Increasingly Murphy’s writing has shown an inclination to get not better but lazier, and Hollywood is a perfect example: a first-draft mishmash where people in the 1940s say things like “I’m livin’ the dream” 60 years before people said that; where handsome young men become rent boys to buy houses because apparently no GI Bill exists; where racial sensibilities feel straight out of 1997 rather than 1947—not because Hollywood doesn’t know racism existed but because it’s oblivious about just how deep it went.
But Murphy has succeeded because he’s a zeitgeist writer. Whether it’s the lure of celebrity, politics, cosmetic perfection, or the ultimate kink, Murphy—a journalist before he got into TV—possesses a knack as keen as anyone’s for reading the hive mind. He personally finds irresistible the same things the rest of us find irresistible, and he’s been canny enough to populate his concepts with first-rate performers who carry the writer’s load for him: Jane Lynch, who deservedly became a star in Glee; Jessica Lange, who jump-started her career with American Horror Story; Angels in America’s Mantello plumbing depths as Hollywood’s not-so-clandestinely gay studio boss, the walls of his closet closing in on him. It’s on matters of gender and sexuality that the new Netflix show is most persuasive and on which the series progressively anchors itself to better effect, though it’s no revelation by now that a secret gay history of the movies was written by directors like George Cukor and composers like Cole Porter and stars like Rock Hudson. Hollywood plays as farce early on—Glee as a 1940s period piece with grownups—but gradually becomes more serious as it explores that history.
Since the outset of his career, Murphy has gone where few have before when it comes to material regarding sexual identity. The barriers he’s broken are no small things, and for that alone he’s earned at least one of those six Emmys. Nonetheless, Murphy is also emblematic of everything that’s going wrong with the medium. Twenty years ago, as movies began to fade into overblown comic-book adaptations, we entered a fabled “golden age of TV” based on the notion that TV had become a writer’s medium in a way film hasn’t been for nearly a half century. This was proved most consistently by The Wire, Breaking Bad, and Battlestar Galactica, more sporadically by The Sopranos, Mad Men, and Game of Thrones, and more recently by Atlanta, The Handmaid’s Tale, and Killing Eve.

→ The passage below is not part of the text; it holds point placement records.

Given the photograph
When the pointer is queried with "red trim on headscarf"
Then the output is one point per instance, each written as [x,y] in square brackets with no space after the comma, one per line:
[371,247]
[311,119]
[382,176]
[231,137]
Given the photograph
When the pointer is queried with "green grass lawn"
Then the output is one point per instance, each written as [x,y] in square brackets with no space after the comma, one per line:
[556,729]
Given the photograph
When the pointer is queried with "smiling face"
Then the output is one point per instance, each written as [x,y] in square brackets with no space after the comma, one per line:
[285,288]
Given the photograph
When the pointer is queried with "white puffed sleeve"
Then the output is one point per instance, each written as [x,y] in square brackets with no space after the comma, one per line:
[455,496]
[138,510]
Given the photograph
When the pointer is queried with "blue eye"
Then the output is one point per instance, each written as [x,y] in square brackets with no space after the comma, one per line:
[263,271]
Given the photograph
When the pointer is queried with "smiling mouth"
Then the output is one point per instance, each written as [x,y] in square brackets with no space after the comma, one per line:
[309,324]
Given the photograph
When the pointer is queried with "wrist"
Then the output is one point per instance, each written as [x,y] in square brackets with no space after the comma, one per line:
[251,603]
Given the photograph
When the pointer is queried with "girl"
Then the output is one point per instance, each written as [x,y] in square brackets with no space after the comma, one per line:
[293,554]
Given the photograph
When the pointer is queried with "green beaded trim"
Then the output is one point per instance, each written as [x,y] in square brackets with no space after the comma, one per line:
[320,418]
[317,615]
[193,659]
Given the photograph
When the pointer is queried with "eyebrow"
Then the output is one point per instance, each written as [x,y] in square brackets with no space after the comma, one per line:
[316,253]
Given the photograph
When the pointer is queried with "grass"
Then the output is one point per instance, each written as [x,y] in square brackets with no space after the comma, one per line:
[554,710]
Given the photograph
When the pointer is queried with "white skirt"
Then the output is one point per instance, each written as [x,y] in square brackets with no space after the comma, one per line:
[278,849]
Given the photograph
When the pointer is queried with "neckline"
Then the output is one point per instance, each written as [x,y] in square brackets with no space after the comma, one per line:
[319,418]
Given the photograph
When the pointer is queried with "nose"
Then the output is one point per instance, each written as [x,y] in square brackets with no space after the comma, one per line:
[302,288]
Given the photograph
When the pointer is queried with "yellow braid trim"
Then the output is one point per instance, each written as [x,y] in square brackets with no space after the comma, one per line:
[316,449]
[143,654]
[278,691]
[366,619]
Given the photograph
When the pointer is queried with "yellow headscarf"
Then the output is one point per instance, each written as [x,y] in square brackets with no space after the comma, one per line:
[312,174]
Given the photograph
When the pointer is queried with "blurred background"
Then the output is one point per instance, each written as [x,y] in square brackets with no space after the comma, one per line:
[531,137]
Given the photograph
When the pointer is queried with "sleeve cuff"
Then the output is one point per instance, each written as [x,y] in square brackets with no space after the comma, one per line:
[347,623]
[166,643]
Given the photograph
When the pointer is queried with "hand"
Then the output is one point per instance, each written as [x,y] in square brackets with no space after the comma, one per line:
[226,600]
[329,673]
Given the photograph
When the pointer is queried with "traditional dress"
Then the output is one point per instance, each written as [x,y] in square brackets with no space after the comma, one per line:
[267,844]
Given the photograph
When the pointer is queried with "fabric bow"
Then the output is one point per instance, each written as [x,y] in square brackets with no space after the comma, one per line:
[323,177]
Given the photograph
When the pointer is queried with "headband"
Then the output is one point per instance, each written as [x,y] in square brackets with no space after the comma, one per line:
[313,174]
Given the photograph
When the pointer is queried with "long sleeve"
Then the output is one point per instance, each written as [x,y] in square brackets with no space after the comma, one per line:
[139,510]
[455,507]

To be fair, if Murphy represents the ultimate in concept TV, all those other shows had their concepts, too. In those cases, however, the concept was a premise not a pursuit, a place where narratives were born rather than where they went to die. “Big-budget TV” was an oxymoron before Game of Thrones became a phenomenon; its production values and flat-screen TVs grew in tandem. Now TV—albeit on a smaller scale but also a more accessible one—risks becoming the medium of spectacle that movies have become, especially in an era that will remain socially distanced to some degree for as long as we can foresee. The result is the glossy mediocrity of shows like Westworld, The Mandalorian, and, yes, Hollywood; all the money is for the eyes to see and occasionally the ears to hear and almost never the brain to think about.
I don’t begrudge any writer getting wealthy. I begrudge the shoddy writing Murphy has done with his fortune that further corporatizes creativity. Networks, studios, record companies, and publishing houses make these doomed deals because they don’t understand creativity and have for it the contempt that comes with incomprehension; creativity remains some dark alchemy they resent all the more for how much it can’t be bought. Studios never pay for the next great idea. They pay for the last good idea that they hope to God will be as much like the next idea as possible. Ryan Murphy earned his $300 million not by virtue of his writing but by virtue of convincing Netflix to give it to him, which might have been the most creative endeavor of his life.